A LGPD insere o Brasil em um patamar internacional elevado no que diz respeito à proteção de dados pessoais. Inspirada no GDPR, embora guarde diferenças relevantes em relação ao regulamento europeu, a LGPD abrange operações com dados pessoais realizadas online ou offline por qualquer pessoa jurídica, de direito público ou privado.

Sua aplicação é transversal: a LGPD impacta nacionalmente diversos setores da economia. Organizações dos mais diversos portes têm reconhecido, de forma crescente, a necessidade de se adequar à lei.

Embora as sanções administrativas só tenham aplicação a partir de agosto de 2021, órgãos como Ministério Público, Senacon e Procons têm invocado a LGPD em representações judiciais. O STF também já se posicionou a respeito dos direitos relacionados à proteção de dados, em julgamento paradigmático sobre o tema. Confira a seguir alguns dos principais casos do ano envolvendo a proteção de dados.

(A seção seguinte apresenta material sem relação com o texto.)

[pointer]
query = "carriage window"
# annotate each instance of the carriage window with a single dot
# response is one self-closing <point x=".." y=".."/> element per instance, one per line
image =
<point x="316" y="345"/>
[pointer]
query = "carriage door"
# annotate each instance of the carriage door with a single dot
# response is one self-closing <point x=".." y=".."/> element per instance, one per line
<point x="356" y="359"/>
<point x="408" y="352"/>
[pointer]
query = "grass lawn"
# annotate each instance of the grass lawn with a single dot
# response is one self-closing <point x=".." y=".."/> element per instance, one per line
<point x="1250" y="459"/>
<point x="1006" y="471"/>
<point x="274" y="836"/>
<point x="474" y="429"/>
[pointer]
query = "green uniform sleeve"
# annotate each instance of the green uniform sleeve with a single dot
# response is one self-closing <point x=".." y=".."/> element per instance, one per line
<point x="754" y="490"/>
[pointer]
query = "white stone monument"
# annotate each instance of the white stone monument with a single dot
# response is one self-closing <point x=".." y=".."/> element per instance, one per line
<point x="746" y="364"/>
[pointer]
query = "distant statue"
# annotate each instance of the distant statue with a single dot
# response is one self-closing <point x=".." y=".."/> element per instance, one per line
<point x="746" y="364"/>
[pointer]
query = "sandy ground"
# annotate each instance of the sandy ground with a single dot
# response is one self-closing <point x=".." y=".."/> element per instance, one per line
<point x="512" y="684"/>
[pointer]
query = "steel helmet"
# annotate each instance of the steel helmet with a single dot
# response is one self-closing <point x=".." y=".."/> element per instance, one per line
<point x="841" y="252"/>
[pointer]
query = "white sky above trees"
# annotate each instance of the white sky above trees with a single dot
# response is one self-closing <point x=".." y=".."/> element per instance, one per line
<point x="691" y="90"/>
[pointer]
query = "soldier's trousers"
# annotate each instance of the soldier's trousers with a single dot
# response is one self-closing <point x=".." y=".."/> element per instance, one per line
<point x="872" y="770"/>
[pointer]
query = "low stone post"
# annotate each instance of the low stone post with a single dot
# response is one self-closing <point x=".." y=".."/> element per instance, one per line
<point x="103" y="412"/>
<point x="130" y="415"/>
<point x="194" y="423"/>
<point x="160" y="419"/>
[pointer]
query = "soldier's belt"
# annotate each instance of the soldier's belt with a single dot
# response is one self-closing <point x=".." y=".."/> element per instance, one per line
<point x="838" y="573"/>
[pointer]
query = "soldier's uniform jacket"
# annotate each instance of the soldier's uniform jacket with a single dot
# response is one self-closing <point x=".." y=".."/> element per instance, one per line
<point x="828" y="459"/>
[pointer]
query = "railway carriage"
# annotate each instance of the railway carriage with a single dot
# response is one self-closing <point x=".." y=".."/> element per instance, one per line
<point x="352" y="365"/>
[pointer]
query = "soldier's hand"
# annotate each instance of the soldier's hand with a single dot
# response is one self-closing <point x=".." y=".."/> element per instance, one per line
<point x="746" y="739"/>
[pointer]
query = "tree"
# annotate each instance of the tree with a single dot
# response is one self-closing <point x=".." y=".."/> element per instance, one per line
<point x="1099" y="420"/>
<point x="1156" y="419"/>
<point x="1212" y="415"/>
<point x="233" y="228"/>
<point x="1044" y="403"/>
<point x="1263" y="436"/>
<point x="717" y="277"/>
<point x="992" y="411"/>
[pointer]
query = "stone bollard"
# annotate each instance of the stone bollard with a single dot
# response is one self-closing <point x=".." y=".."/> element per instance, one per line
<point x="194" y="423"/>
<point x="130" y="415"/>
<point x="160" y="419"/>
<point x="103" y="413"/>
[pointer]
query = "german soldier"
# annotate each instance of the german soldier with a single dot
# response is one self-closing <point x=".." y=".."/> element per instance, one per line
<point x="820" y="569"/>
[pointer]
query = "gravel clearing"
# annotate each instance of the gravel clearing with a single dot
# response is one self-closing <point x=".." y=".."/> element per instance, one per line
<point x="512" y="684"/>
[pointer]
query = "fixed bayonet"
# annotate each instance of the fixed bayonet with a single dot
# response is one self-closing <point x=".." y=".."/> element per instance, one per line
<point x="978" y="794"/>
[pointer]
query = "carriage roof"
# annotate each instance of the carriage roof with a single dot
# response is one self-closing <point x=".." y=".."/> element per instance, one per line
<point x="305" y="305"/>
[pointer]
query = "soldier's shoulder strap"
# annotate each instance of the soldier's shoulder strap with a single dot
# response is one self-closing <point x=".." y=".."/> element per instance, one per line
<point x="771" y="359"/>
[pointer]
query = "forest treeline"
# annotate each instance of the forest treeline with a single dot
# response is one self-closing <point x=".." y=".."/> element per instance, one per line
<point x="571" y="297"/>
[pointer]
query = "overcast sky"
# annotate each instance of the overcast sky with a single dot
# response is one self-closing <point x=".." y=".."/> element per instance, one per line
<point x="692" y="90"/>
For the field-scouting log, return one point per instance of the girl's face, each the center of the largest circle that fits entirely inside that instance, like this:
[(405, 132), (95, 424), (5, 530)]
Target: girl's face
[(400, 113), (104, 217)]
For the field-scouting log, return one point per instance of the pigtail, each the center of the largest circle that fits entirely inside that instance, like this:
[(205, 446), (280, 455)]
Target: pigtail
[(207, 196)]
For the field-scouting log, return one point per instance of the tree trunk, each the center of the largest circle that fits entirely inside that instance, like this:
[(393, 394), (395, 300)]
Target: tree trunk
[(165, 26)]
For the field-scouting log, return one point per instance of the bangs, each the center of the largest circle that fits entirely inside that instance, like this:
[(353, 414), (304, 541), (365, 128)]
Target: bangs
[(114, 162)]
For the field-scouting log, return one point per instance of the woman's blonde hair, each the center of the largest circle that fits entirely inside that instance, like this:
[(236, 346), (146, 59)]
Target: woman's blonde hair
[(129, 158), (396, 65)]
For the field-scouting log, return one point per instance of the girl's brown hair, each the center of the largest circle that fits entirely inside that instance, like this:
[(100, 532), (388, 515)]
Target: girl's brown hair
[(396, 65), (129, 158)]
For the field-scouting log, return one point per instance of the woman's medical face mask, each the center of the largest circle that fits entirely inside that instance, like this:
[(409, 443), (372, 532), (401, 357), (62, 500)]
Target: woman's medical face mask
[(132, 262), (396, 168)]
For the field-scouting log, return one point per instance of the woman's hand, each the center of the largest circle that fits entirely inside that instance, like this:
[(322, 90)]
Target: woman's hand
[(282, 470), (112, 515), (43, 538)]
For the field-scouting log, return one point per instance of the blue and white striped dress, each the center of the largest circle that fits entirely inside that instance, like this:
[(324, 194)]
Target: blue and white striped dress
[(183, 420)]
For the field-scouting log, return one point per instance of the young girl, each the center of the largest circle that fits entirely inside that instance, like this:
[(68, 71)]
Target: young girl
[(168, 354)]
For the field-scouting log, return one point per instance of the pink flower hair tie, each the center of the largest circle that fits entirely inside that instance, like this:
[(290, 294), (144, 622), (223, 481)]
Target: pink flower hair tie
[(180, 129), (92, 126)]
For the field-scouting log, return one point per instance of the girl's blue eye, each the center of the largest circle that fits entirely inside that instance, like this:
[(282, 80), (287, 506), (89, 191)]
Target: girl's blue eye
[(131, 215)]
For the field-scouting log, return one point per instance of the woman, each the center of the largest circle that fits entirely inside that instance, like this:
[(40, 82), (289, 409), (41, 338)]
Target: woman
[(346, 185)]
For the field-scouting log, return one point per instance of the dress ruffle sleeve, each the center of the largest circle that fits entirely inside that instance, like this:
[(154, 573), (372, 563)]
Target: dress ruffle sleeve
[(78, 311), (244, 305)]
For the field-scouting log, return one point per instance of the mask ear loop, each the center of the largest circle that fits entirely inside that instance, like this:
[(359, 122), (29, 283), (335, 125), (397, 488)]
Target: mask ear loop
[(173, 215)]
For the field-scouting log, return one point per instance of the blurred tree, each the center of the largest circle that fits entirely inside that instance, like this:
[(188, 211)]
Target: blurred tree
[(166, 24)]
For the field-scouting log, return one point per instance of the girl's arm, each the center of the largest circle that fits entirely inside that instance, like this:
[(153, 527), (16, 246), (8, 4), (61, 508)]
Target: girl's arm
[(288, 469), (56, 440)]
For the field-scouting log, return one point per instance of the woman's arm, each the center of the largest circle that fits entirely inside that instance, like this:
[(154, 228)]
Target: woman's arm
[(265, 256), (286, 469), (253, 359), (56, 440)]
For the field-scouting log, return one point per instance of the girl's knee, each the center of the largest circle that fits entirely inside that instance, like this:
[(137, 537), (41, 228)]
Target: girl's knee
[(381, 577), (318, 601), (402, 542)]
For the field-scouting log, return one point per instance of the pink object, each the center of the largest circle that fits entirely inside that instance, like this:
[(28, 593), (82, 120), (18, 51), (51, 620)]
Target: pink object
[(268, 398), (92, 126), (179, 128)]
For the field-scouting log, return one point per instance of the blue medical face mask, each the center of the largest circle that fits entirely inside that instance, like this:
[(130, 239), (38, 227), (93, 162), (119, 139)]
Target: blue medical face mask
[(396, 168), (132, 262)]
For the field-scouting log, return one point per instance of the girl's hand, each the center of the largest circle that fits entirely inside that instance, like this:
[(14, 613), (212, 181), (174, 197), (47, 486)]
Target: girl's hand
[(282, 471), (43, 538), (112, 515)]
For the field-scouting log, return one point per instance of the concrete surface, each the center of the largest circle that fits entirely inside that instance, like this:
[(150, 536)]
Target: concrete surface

Principais casos do ano no Brasil

— Em fevereiro, a juíza da 1ª Vara da Fazenda Pública da Comarca de São Paulo deferiu o pedido de produção antecipada de provas, determinando que a Companhia do Metropolitano de São Paulo apresentasse uma série de documentos acerca do sistema de reconhecimento facial que pretendia implementar nas estações de metrô. Segundo a magistrada, tais documentos deveriam conter, entre outras informações, esclarecimentos sobre a forma de obtenção do consentimento de pais ou responsáveis para o tratamento de dados pessoais de crianças e adolescentes, a forma de armazenamento dos dados pessoais coletados, assim como as regras de compartilhamento dos dados pessoais com órgãos governamentais e privados. A ordem judicial também determinou que a Companhia do Metropolitano de São Paulo apresentasse o relatório de impacto à proteção de dados pessoais previsto na LGPD. Após considerar cumprida a finalidade para a qual o procedimento foi instaurado, a magistrada proferiu sentença no início de agosto, homologando as provas produzidas e declarando a extinção do processo sem resolução de mérito.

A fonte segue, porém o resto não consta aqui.